A practical guide to ISO/IEC 27701 — the international privacy extension to ISO 27001. Built for Australian SaaS companies, consultancies, and SMBs that handle personal data and need to demonstrate privacy management to enterprise buyers, EU customers, or regulators.
ISO/IEC 27701 is the international standard for a Privacy Information Management System (PIMS). It was first published in 2019 as an extension to ISO 27001 — adding privacy-specific requirements and controls on top of the existing ISMS. Published by ISO and IEC. Where ISO 27001 protects information generally, ISO 27701 protects personal information specifically (PII). It introduces controls for lawful basis, consent management, data subject rights, retention and disposal, breach notification, and supplier processing agreements.
The natural follow-on to ISO 27001 for any Australian organisation whose buyers care about privacy. SaaS companies selling into Europe or the UK (GDPR makes privacy assurance the procurement hurdle), healthcare and health-tech, financial services tech (APRA CPS 234 alignment), and government technology suppliers.
For an SMB that already operates an ISO 27001 ISMS, 8–12 weeks of readiness followed by a combined Stage 1 / Stage 2 audit. Joint program (no existing ISMS): 14–18 weeks. Audit bookings need 6–10 weeks lead time — book Stage 2 at the start of readiness.
PECB training through Aegentra Academy: ISO 27701 Foundation $399 AUD, ISO 27701 Lead Implementer $849 AUD, ISO 27701 Lead Auditor $849 AUD. Add-on readiness (existing ISO 27001): $18k–$35k. Joint readiness (greenfield 27001+27701): $45k–$80k. Joint Stage 1+2 audit: $12k–$25k. Joint annual surveillance: $7k–$13k.
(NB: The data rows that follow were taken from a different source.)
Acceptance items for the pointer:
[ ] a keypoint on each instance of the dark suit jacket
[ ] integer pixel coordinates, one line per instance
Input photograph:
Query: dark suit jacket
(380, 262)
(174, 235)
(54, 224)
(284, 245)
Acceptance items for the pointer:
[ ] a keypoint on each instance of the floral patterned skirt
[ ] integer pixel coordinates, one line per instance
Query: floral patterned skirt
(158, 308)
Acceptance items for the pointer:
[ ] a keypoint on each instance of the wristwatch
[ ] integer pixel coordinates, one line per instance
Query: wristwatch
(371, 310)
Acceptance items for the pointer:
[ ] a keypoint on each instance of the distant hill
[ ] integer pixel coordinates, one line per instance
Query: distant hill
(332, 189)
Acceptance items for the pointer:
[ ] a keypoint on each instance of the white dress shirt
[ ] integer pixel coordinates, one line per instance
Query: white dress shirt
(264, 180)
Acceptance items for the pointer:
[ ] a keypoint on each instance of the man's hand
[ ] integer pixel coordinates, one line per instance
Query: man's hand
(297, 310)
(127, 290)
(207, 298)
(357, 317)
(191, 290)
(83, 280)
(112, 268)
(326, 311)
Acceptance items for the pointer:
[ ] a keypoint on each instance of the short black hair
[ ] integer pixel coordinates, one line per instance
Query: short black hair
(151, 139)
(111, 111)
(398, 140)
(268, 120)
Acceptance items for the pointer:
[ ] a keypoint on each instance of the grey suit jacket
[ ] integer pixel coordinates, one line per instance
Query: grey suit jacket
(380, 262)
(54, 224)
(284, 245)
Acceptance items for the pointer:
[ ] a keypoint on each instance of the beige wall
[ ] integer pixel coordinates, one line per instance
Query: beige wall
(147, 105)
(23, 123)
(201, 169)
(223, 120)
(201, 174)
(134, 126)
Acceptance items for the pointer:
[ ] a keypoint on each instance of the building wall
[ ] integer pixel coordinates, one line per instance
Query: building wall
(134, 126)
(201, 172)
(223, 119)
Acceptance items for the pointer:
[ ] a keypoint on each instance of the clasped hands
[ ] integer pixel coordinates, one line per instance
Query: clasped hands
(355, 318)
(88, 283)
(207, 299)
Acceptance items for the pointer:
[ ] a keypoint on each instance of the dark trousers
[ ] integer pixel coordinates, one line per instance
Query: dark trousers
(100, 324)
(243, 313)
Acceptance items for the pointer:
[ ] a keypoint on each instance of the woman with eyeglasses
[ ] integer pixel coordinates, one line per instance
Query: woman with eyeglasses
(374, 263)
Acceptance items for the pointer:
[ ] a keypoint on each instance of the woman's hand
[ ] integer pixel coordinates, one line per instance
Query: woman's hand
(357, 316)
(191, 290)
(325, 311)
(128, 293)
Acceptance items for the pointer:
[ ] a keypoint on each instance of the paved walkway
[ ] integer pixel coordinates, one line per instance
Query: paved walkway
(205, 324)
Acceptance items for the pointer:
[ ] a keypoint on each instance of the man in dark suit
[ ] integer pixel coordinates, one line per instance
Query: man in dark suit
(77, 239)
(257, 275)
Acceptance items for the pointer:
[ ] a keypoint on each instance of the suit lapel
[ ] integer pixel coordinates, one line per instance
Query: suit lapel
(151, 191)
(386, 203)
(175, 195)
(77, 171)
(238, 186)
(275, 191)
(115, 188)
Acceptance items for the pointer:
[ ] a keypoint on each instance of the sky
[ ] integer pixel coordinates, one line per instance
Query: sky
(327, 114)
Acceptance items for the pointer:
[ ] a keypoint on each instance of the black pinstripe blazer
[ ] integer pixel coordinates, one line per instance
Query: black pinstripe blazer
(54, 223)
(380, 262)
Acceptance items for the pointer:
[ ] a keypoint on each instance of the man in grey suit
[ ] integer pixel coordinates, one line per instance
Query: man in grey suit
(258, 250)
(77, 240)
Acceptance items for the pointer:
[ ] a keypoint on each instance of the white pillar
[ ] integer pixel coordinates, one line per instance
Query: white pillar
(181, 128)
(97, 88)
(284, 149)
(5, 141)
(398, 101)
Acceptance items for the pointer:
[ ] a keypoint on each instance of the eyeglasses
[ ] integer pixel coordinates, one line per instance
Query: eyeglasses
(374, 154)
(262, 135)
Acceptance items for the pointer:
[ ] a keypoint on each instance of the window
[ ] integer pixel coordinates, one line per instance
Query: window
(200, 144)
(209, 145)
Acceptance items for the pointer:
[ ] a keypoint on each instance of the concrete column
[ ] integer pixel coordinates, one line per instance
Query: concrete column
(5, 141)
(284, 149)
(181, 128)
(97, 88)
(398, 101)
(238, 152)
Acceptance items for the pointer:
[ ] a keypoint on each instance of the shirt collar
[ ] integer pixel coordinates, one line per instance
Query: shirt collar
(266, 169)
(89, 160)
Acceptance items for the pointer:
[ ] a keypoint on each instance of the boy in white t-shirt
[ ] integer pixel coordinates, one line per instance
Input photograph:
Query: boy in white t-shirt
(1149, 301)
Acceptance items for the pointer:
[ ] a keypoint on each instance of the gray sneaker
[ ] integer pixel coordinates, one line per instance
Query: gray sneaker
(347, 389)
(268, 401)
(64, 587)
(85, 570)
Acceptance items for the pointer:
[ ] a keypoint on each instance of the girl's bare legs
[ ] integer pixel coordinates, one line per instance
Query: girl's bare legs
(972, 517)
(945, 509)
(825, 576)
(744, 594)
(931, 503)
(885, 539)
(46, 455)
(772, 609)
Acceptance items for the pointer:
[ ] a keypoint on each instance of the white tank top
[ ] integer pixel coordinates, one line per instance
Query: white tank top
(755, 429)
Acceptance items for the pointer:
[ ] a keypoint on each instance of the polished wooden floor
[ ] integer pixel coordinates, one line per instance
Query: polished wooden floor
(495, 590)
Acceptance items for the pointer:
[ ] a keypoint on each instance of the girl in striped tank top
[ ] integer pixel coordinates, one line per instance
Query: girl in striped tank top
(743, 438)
Not substitutes — complementary. GDPR and the Australian Privacy Act 1988 are laws that impose obligations directly. ISO 27701 is a voluntary management system standard that gives you the auditable framework to demonstrate compliance. Annex D of ISO 27701 maps every GDPR article to the relevant ISO 27701 clause. The 13 Australian Privacy Principles (APPs) map cleanly onto ISO 27701 controls.